Sick, demented, and weak minds have been here since time began, and you will not prevent a insane person from doing such horrific things with legislation. They have also used knives, swords, clubs, and any manner of things.

These people need to identified and removed from society. Making it harder for the law abiding citizen to procure a firearm will do nothing to deter a criminally minded person from preying on those he perceives as weaker. Which is exactly what has happened in those cases!


----------



## I_don't_know (Sep 28, 2012)

I was born in NY. An 80 yr old man put a knife to my throat when I was 5. Three days after I picked it out of a line up; they turned it loose. It sat on a bench for two years and waved to me. I have no faith in the "Ill-legal" system. We moved.
FL is no better, 3 rapes (oh but he is your husband so it is OK) I was unconscious while the "Gutless Wonder" had his fun. Two assaults, the police-farce walked away. 
I was getting my life together, had a job, then my transportation was stolen. The police-farce said it was only worth $600, so it was not worth going after the thieves, in spite of the fact that I got the address of one from a witness, a mailman.
The police protect the criminals. The courts protect those can afford an attorney. The rest of us have the right to bare arms. They will not protect us; we must protect ourselves.


----------



## alleyyooper (Apr 22, 2005)

First thing that AMERICANS should get thru there heads is the people do not elect the politicians. It is mostly corporate American that elects all but the very local level pollinations. Popular vote for president NO way it is the electoral college that does that.
When was the last state level politicians in your state elected with less then several millions in TV, Radio and print ads? Very few of those millions come from the honest hard working AMERICANS. They come from companies like Wal Mart Home Depot Lowe's GE and Wall street.

So who's butt is going to get kissed when bills come up for votes? Sure isn't mine even though I write letters a lot.
I know a bunch of Tea Bagger types that are big *anti hunting and gun rights types.*

 Al


----------



## GREENCOUNTYPETE (Jul 25, 2006)

Al makes a good point 144,000 people or corporations or pacts provide for all meaningful political spending 

that is 144,000 entities and not necessarily American citizens decide who will even get to the primary much less the general election 

it isn't about the top 10 issues , it is about how they can get contracts or favors , or influence laws in their favor 

the one thing you can be very sure about is the majority of them do not care about you me or any other middle American


----------



## JJ Grandits (Nov 10, 2002)

Right now our fight is to remove Governor Cuomo. If we can pull this off it will send a shockwave through the Country. I guess I'll send Rob Astorino another check.


----------



## redhead89 (Jun 3, 2014)

That's disturbing. While I love the look of upstate New York, the way the laws are presently, I wouldn't consider living there.


----------



## GREENCOUNTYPETE (Jul 25, 2006)

redhead89 said:


> That's disturbing. While I love the look of upstate New York, the way the laws are presently, I wouldn't consider living there.

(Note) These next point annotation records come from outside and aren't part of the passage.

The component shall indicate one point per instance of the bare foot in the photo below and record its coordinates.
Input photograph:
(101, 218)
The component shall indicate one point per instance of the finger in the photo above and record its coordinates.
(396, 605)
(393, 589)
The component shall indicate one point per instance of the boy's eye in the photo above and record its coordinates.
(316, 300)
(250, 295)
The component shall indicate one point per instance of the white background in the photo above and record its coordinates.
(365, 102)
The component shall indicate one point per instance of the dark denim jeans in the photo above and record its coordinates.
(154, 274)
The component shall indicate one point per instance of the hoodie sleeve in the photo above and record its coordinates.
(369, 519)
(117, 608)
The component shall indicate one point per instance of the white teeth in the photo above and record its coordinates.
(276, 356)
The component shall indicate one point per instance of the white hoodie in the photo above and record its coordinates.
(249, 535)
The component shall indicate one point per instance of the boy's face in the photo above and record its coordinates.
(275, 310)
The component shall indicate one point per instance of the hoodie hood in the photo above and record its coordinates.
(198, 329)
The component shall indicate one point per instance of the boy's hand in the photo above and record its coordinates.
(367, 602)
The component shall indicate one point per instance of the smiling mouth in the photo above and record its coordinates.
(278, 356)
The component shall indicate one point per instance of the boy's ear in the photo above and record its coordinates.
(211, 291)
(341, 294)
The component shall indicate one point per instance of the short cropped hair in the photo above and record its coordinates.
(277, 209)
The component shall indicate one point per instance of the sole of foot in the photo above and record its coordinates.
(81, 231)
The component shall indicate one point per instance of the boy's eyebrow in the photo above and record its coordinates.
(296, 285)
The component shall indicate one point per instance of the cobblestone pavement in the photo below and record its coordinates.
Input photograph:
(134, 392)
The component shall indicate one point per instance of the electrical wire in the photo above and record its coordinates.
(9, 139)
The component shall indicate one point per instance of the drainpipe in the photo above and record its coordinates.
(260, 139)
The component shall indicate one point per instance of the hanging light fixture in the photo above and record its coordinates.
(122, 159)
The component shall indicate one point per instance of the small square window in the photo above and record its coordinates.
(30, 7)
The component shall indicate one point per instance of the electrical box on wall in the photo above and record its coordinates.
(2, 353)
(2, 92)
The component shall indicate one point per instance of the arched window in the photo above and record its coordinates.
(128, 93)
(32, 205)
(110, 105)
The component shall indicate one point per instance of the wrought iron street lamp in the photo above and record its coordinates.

if you like the rolling hills and fields with stands of wood at the back of fields or whether you like vast country side of hardwoods Wisconsin has a lot of the same look and climate without the majorly restrictive gun laws


----------



## redhead89 (Jun 3, 2014)

I'll have to check Wisconsin out.


----------



## alleyyooper (Apr 22, 2005)

Then there is Michigan pretty much the same as Minnesota, Wisconsin but right smack between the great lakes so winter temps are usually a little warmer in the winter. Those same lakes however make it a bit more humid in the summer but not like Florida.
:banana: Part of Michigan at one time was Wisconsin too. Another thing our governor isn't owned by the Koch brothers of New York either, like Walker. He is a millionaire in his own right .

 Al


----------



## JJ Grandits (Nov 10, 2002)

Just found out that there have been gun confiscations happening in the State from law abiding citizens. Not many yet. I guess they are testing the waters.


----------



## unregistered168043 (Sep 9, 2011)

Upstate New York is a different world from NYC. You can see that the notices sent in the OP's link are for residents of NYC as part of city ordinance, nothing to do with the safe act ( which is an outrage in its own right ).

Some here mentioned Wisconsin or Michigan but those places do not have the sheer wilderness acreage that New York does. Not even close. It's funny how when people hear "New York" they think "New York City" but when they hear "Michigan" they don't think "Detroit".


----------



## Twobottom (Sep 29, 2013)

Darntootin said:


> Upstate New York is a different world from NYC. ....
> 
> Some here mentioned Wisconsin or Michigan but those places do not have the sheer wilderness acreage that New York does. Not even close. It's funny how when people hear "New York" they think "New York City" but when they hear "Michigan" they don't think "Detroit".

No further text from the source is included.